Walk for the weekend: Take a tour of the two Derrys

There's a frank walking tour of the Bogside, with a broader perspective from city walls

“You may be wondering if you’re going to hear the two sides of the story, well not really. Others can tell their story and I’ll respect it, but here’s mine.”

With these words, Paul Doherty sets the scene for our walking tour of Derry's Bogside. In Rosseville Street where the British army halted the anti-internment march on Bloody Sunday in 1972, he sets out the darkly dystopian world into which he was born. Gloriously frank, his is clearly a one-sided account, but told in such passionate language, it is difficult to disagree with anything he says about gerrymandering and civil rights abuses.

Standing in the Bogside, he describes Bloody Sunday in visceral detail, when 13 protesters – including his father – were shot dead. Nearby, murals portray images the community wishes to have remembered: Bernadette Devlin urging defiance; Edward Daly under fire while evacuating a dying Bloody Sunday victim; and, intriguingly, a huge painting extolling the Irish ancestry of Argentine revolutionary Che Guevara.

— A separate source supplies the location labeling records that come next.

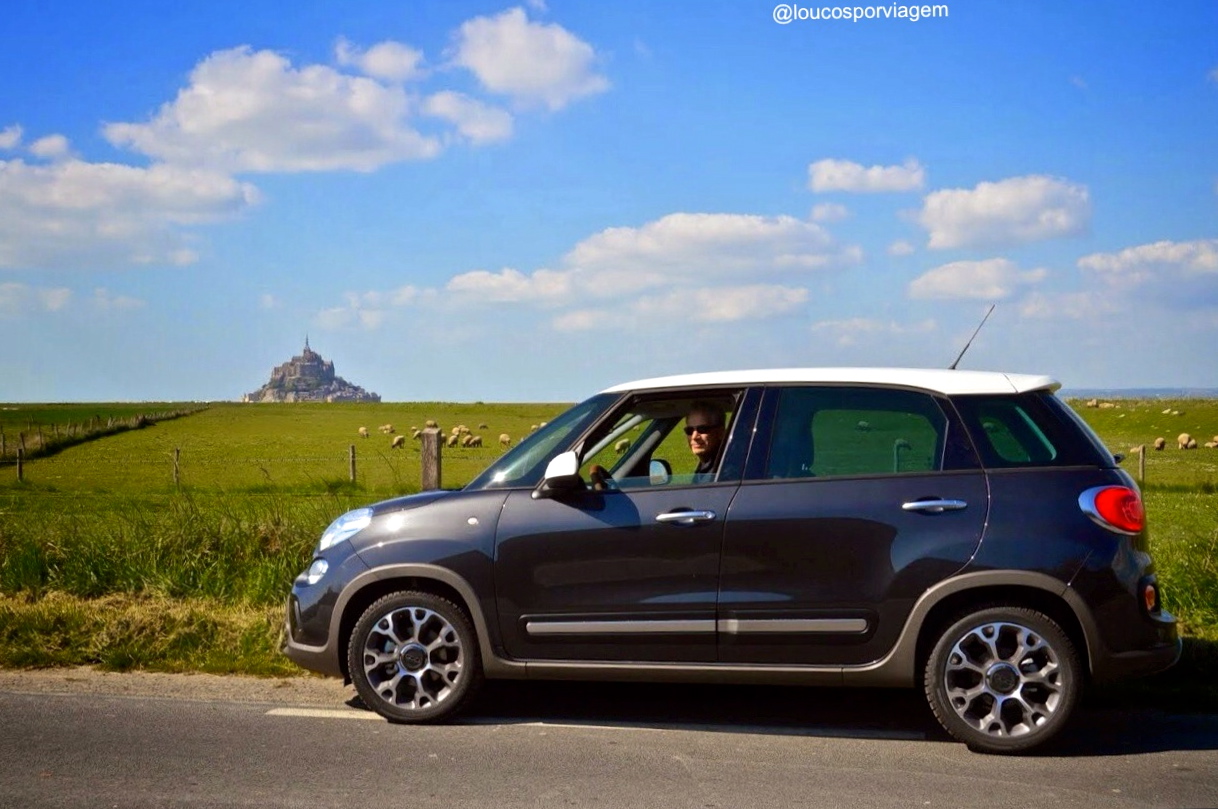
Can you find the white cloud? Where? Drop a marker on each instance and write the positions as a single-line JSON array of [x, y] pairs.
[[474, 120], [850, 332], [847, 176], [1135, 264], [50, 148], [22, 299], [389, 60], [1012, 211], [10, 137], [830, 212], [988, 280], [534, 63], [105, 300], [74, 213], [705, 246], [512, 285], [683, 268], [252, 111]]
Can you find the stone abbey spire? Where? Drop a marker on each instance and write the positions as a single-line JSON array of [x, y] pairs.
[[308, 378]]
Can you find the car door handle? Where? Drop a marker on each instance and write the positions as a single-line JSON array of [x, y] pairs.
[[686, 517], [934, 506]]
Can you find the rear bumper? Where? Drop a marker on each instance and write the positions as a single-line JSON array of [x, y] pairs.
[[1157, 657]]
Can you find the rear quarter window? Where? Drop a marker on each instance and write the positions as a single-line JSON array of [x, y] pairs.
[[1029, 430]]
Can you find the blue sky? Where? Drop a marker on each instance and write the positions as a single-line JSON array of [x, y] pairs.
[[481, 201]]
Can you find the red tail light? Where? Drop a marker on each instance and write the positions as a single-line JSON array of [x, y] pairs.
[[1117, 508]]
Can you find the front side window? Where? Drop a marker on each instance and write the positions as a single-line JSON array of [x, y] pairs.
[[658, 440], [847, 431]]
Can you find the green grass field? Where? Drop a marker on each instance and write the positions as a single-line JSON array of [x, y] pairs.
[[105, 561]]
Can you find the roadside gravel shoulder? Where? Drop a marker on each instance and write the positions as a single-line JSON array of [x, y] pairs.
[[85, 680]]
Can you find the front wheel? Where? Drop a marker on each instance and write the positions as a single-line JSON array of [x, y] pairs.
[[413, 657], [1003, 680]]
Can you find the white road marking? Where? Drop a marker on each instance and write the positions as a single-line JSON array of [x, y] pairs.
[[828, 732], [324, 713]]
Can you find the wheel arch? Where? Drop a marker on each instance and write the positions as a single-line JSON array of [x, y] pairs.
[[968, 592], [366, 590]]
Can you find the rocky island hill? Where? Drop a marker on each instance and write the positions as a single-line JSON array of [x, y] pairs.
[[308, 378]]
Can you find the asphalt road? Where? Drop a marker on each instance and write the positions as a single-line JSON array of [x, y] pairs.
[[193, 741]]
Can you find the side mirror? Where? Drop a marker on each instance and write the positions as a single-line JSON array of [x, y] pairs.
[[562, 475]]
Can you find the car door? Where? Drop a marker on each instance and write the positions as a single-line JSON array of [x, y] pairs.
[[862, 498], [631, 572]]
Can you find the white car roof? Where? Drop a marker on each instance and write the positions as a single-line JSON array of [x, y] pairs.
[[933, 379]]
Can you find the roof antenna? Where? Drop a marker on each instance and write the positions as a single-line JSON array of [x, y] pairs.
[[953, 366]]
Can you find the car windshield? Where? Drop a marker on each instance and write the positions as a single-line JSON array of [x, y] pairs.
[[525, 464]]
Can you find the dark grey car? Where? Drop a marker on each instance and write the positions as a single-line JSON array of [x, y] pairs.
[[959, 531]]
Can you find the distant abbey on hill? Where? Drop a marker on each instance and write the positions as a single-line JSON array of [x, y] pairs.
[[308, 378]]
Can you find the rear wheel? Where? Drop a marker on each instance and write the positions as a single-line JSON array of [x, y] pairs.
[[1003, 680], [413, 657]]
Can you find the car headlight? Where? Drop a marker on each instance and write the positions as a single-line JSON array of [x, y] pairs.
[[345, 528]]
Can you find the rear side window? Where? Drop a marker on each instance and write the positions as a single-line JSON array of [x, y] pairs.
[[847, 431], [1028, 430]]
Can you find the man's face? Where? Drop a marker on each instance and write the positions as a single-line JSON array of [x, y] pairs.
[[705, 434]]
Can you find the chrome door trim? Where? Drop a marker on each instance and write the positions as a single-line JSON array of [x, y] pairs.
[[692, 626]]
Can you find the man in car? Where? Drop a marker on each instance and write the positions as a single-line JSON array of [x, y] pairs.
[[705, 429]]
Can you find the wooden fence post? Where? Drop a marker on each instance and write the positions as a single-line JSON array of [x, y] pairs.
[[431, 445]]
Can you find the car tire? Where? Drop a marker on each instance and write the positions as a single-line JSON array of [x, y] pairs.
[[413, 658], [1003, 680]]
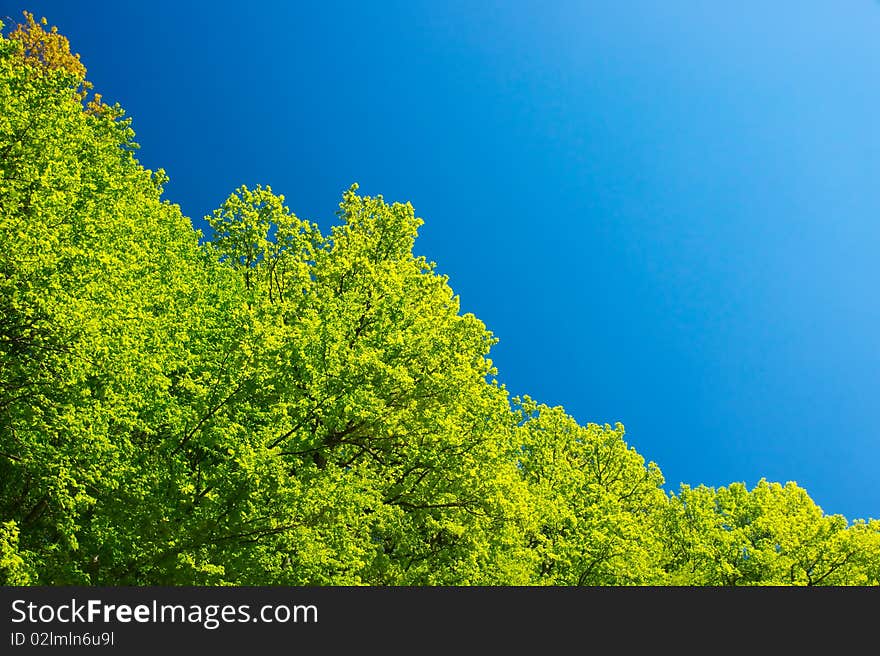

Passing the Museum of Free Derry, which narrates the Troubles from the Bogside perspective, we reach the Bloody Sunday Monument. Considering his distressed early life, Doherty concludes here with a refreshing lack of bitterness. A supporter of the peace process and critic of segregated education, he is proud of Derry and believes the city has a bright future. His final words are of hope that "coming generations will not suffer the deprivation of my upbringing".

READ MORE

Derry’s story cannot, of course, be told exclusively from a nationalist perspective so I head up through Magazine Gate and onto the renowned walls for a walking tour with Ronan McNamara. Here, things are more balanced, in a Derry/Londonderry sort of way, but unquestionably we are given both sides of the story.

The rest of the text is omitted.